But from its inception, the Netanyahu government has snubbed J Street and last week a Committee of the Knesset met to investigate them in a manner reminiscent of the House of Un-American Activities.  Jeremy Ben Ami, the head of J Street (who I will be interviewing today) valiantly defended his organization, producing thousands of letters of support from American Jews who support both peace and Israel.  But their entreaties were lost on the hard-liners who dominate Israeli politics and nobody is about to give peace a chance.

Just as the entire landscape in the Middle East is shifting towards a more hopeful and democratic future, and young Arabs are bravely putting their lives on the line for freedom, in the region’s only democracy, Israel’s right wing are saying no to freedom of speech, thought and opinion.  There is only one narrative they and their supporters in America insist.  We are right and they are wrong, and if you agree with them, you’re either a traitor or an anti-Semite. 
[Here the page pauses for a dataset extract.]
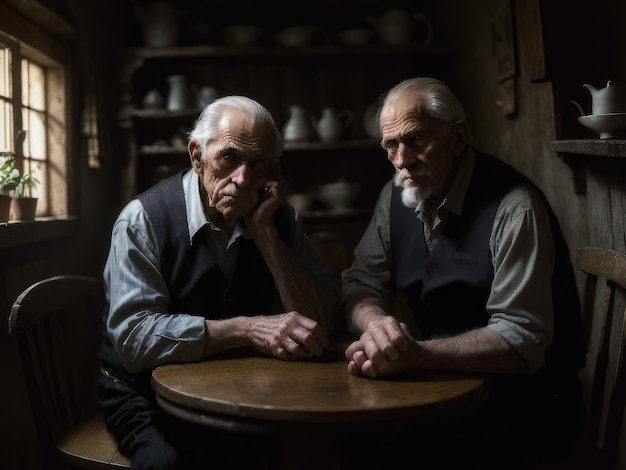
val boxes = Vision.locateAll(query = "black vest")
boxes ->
[390,152,586,390]
[100,170,291,385]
The same argument is being made against “Miral”, the brave new film by Julian Schnabel, based on an autobiography by his girlfriend Rula Jebrael who also wrote the screenplay.  How dare a Jew make a film that tells the Palestinian side of the long and tortured story of the twice-promised land beset by too much history and not enough geography?

The criticism of “Miral” from both American Jewish organizations and film critics ranges from the hysterical to the absurd.  The main argument that the enforcers of AIPAC have drummed into Capitol Hill is that there is no other side to the story but ours.  This was recently displayed when the Obama Administration dutifully vetoed a U.N. resolution opposing West Bank settlements, that was identical to American policy and was supported by J Street.

There is no mystery why Obama and the Democrats in Congress repudiated their own policy and squandered what is left of their leverage and credibility in the so-called “peace process”.  With Wall Street already arrayed against them in 2012, they are not about to support J Street against AIPAC and commit campaign finance suicide.

In terms of the film critic’s specious carping about a very moving and powerful film’s alleged deficiencies, you have to blame Sid Fields, whose bible on how to write screenplays has not only got every screenwriter with a laptop at Starbucks faithfully following the script, but now the film critics are complaining that “Miral” does not stick to Field’s approved cinematic formula.

The reason the film does not start out with the “inciting incident” is that it is a true story that is following the protagonist’s actual experiences and historical influences.  It makes sense and gains its emotional momentum precisely because it is true.  Now there’s the rub.  Because there is only one truth, the approved one, and if you deviate from that, you are a heretic.  And that sounds more like an argument coming from Bin Laden than Ben Gurion.

Defense Secretary Gates was recently in Israel where he warned that as the Middle East becomes more democratic, a new political landscape will provide both a challenge and an opportunity to Israel.  As these decrepit kleptocratic regimes of colonels, princes and potentates who use hostility towards Israel to distract their restive populations from their plunder, topple one by one, the big lie is exposed.  But if Israel still does not deal with the Palestinians justly and honestly, then the other big lie will be exposed.  Israel is not really serious about peace.

Unfortunately intrangigence and inflexibility appear to be the Likud coalition policy and strategy.  Their only endgame seems to be to shrink the Palestinians down to a concentration camp size and hope they give up and migrate to Jordan.  And as the Palestinian papers leaked to Al Jazeera reveal, young Palestinians need to throw off the yoke of their failed leadership just as their brothers have done in Tunisia and Egypt. 

Will this lead to a flourishing democracy or a reactionary theocracy?  Who can say?  But will it be worse than the old status quo of recycled historical pain and competing victimhood that hardliners here and throughout the Middle East are clinging to?